Air blast oil cooler

Air Blast Oil Cooler

Functions of compressed air after coolers : –

  • Cool air discharged from air compressors via the heat exchanger
  • Reduce risk of fire (Hot compressed air pipes can be a source of ignition)
  • Reduce compressed air moisture level
  • Increase system capacity
  • Protect downstream equipment from excessive heat

Coolers are usually sized with a CTD (Cold Temperature Difference) of 5°F, 10°F, 15°F or 20°F (2.7°C, 5.5°C, 8.3°C, or 11°C). This means that the compressed air temperature at the outlet of the aftercooler will be equal to the cooling medium temperature plus the CTD when sized at the specified inlet air temperature and flow.

 

Recommended location of after coolers : –

The aftercooler should be located as close as possible to the discharge of the compressor.

 

Types of after coolers

There are two basic types of air aftercoolers:

  • air-cooled
  • water-cooled.

The type of aftercooler you choose depends on your preference and requirements.

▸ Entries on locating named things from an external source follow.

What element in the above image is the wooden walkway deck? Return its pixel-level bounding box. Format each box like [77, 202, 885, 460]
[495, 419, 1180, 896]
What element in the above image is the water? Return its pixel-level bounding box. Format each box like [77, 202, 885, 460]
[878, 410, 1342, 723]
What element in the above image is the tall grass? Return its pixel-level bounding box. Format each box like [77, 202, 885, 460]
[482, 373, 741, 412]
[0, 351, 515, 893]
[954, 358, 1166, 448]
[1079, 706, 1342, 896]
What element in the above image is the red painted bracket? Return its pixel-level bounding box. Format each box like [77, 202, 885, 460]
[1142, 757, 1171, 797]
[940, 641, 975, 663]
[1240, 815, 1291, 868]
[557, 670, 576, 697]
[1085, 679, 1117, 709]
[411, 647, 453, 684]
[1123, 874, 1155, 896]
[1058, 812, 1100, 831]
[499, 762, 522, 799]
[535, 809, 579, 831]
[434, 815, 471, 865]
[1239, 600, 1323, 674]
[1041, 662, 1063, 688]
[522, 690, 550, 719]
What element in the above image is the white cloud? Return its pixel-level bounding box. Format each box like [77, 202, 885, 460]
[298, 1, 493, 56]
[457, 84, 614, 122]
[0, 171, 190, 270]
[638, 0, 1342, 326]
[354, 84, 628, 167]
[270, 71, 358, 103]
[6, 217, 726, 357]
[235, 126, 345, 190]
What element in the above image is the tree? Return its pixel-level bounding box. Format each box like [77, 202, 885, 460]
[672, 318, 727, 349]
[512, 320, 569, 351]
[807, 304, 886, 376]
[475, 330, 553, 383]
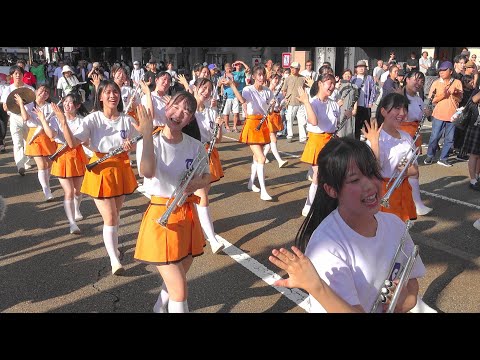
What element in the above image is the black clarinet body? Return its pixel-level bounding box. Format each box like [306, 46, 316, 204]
[48, 143, 68, 161]
[207, 90, 227, 159]
[255, 77, 285, 131]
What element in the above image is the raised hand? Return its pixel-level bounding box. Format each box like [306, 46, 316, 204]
[268, 246, 322, 292]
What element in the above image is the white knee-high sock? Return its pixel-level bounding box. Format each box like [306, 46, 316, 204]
[168, 300, 188, 313]
[37, 169, 52, 196]
[408, 177, 425, 207]
[196, 204, 217, 242]
[153, 282, 170, 313]
[73, 194, 83, 218]
[250, 160, 258, 184]
[257, 163, 267, 193]
[63, 199, 75, 225]
[103, 225, 120, 266]
[263, 144, 270, 156]
[305, 182, 318, 206]
[270, 142, 283, 162]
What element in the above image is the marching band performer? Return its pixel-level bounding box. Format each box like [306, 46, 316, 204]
[36, 92, 88, 234]
[19, 85, 57, 201]
[0, 65, 35, 176]
[263, 73, 288, 168]
[269, 138, 425, 312]
[298, 73, 340, 216]
[194, 77, 225, 254]
[362, 92, 418, 221]
[134, 91, 210, 313]
[62, 80, 138, 275]
[226, 65, 275, 201]
[400, 70, 433, 216]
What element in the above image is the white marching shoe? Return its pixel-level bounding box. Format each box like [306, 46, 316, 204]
[415, 205, 433, 216]
[260, 192, 272, 201]
[112, 263, 125, 276]
[473, 219, 480, 230]
[70, 224, 81, 234]
[210, 239, 225, 254]
[247, 181, 260, 192]
[302, 205, 312, 217]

Compressor manufacturers may include aftercoolers within the compressor package. In general these compressors are referred to as integral aftercoolers. A stand-alone or freestanding aftercooler is a separate unit installed downstream of the compressor.

 

Maintenance requirements : –

Aftercooler (water-cooled): Routinely inspect, clean, check approach temperature, pressure drop and monitor water quality.

Aftercooler (air-cooled): Inspect and clean on a regular basis. Check drain valves daily.

Proper maintenance will keep the aftercooler efficient. A dirty aftercooler results in both warmer air temperatures and increased pressure drop.

Rules of Thumb : –

  • Most aftercoolers are sized to cool the air to an approach temperature of 5 to 20°F (2.7°C to 11°C) of ambient air temperature.
  • Size for the hottest day with 100% relative humidity.
  • Compressed air aftercoolers are located directly downstream of the compressor.
  • Proper maintenance will keep the aftercooler efficient. A dirty aftercooler results in both warmer air temperatures and increased pressure drop.
  • For every 20°F (11.1°C) rise in compressed air temperature, the moisture content of the air doubles.